Salí a desayunar. Frente al albergue había un descampado, lleno de quioscos donde ofertaban alimentos. Todas las mañanas tomaba mi desayuno ahí antes de irme para el trabajo.
Estaba disfrutando de mi batido especial, cuando una ráfaga de viento batió con fuerzas el techo saliente del quiosco y vino a dar de un golpe sobre mi cabeza. En realidad no recuerdo mucho. Solo se que en ese instante conocí a la mujer de mi vida.
Sentí mareos. Todo a mi alrededor estaba nublado, casi invisible. Mientras permanecía en el suelo, una hermosa joven se acercó. Dulcemente se agachó casi encima de mí. Su rostro dejaba ver que era delgada. Si se me quedó grabado, que llevaba un ancho vestido negro, y que debía ser de mangas largas, porque cuando me acarició el rostro, sentí el rozar de la tela en mi pecho. Un gran escalofrío me recorrió el cuerpo. Supuse era porque había encontrado el famoso amor, del que tanto había oído hablar. Su voz sonaba lejana, pero segura.
No te preocupes cariño, he venido a ayudarte.
Aquello si que era amor a primera vista. Sentí como que se elevaba mi alma al cielo. De repente abrí los ojos. Tenía que mostrarme fuerte ante mi conquista.
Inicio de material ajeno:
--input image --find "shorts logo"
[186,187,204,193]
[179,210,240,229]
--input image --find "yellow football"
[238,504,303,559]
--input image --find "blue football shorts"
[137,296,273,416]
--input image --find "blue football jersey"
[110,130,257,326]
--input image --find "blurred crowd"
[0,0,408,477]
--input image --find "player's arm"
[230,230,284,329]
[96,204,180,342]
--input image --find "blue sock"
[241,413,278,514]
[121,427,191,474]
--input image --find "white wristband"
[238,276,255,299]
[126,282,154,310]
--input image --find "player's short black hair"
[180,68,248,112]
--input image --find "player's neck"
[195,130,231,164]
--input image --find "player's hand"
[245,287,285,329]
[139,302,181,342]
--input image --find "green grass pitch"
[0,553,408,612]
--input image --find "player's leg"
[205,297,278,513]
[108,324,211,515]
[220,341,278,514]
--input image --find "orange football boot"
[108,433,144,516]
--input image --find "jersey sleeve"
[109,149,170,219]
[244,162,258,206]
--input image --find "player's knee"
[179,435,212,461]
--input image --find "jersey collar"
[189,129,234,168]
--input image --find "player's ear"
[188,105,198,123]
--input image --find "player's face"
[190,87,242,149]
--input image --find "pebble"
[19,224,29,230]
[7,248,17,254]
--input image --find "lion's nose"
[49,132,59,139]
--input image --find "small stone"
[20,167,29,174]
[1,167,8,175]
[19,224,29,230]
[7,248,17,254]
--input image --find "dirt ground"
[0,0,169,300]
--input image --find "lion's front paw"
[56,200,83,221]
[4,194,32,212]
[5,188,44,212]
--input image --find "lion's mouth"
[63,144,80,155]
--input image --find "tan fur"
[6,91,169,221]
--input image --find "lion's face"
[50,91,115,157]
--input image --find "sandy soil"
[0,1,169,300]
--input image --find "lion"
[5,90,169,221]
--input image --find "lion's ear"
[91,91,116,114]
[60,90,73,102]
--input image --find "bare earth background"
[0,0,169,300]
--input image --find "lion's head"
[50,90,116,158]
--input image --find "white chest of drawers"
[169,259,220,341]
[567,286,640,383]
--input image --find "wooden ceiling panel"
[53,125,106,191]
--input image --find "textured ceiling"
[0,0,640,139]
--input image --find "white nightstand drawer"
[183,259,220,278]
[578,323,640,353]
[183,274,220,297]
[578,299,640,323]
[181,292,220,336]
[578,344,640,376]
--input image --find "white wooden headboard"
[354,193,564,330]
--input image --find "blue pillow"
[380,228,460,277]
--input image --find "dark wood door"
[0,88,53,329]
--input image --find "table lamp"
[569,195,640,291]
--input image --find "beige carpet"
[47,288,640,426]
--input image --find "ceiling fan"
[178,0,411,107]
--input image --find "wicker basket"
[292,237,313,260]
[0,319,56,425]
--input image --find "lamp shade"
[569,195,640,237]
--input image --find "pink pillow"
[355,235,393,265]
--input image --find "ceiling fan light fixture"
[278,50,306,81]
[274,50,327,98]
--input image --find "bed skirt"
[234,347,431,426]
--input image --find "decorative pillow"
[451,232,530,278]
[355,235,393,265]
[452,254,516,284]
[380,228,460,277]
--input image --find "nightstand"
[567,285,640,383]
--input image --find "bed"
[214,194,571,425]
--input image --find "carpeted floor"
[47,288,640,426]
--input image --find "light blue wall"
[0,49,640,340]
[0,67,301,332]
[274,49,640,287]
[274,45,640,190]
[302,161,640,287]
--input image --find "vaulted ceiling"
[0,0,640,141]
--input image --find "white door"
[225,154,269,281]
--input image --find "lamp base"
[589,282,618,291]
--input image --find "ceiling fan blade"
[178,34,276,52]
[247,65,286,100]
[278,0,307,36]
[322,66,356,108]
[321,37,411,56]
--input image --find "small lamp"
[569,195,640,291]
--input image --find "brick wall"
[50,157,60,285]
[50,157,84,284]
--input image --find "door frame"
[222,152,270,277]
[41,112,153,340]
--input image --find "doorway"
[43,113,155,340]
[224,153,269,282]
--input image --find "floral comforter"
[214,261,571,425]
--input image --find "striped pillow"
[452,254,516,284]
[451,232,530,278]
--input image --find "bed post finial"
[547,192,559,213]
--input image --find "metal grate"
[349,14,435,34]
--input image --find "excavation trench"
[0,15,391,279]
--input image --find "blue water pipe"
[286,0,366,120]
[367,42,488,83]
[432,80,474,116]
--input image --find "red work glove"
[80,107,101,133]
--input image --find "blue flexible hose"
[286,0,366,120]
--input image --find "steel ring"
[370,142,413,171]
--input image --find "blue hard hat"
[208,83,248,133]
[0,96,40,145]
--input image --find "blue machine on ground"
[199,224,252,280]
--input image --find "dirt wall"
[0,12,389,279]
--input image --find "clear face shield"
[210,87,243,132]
Pero mi enamorada ya se había marchado. A mi lado solo quedaba un tumulto de gente y alguien que comentaba preocupado:
¡Que susto, vi la muerte rondándolo!.
Me levanté, tambaleándome.
Oiga no quiere que lo llevemos al hospital.
Me había dicho el señor de los batidos. Pero, caramba, ¿como podría ocurrírsele semejante idea?. ¿Y si mi enamorada estaba viéndome por ahí y le daba por pensar que yo era un blandengue?. Ni hablar, saqué fuerzas de la nada y salí caminando hasta la parada. Llevaba la esperanza de volverla a encontrar.
La parada estaba mas llena de gente que de costumbre. Según escuché decir hacia una hora que no pasaba la guagua. Para dicha mía solo estuve unos escasos minutos. El ómnibus hizo su parada triunfal, ante una amenazadora avalancha humana. En medio de aquello, una señora mayor me pidió que la ayudara a montar. Dejamos que los más apurados subieran. Entonces con sumo cuidado subí a la señora.
Yo tenía todavía un pie abajo, cuando el ómnibus cerró la puerta y arrancó arrastrándome unos metros. Fui perdiendo la respiración lentamente. Como si fueran ecos de una pesadilla, los gritos de las gentes hicieron que el chofer detuviera la marcha. Perdí el conocimiento. Sentía como en tercera dimensión, que me transportaban en una ambulancia.
En el hospital, cuando me entraban a cuidados intensivos en una camilla, junto a mi tomándome la mano, iba la mujer de mis sueños, con su vestido negro. ¡Ya sabía yo que andaba cerca!. Seguro que me observaba para conocerme mejor. Sentía que me amaba. ¡Porque para haber ido así conmigo hasta el hospital, sin apenas conocerme!. Eso si era amor del bueno, del que ya no se ve.
Nadie se explica como escapé de dos golpes seguidos en un mismo día. Yo si. Fue la obra del amor. Lástima que no se quedara para cuando me incorporé totalmente. Se me hace una mujer penosa y dulce. Me dijo antes de marcharse, cuando apenas estaba entreabriendo los ojos y alcanzaba a ver solamente su sombra.
No te apures querido, que yo vendré por ti.
Mañana cumplo noventa y nueve años. No se que pasó con mi novia, pero yo la estoy esperando.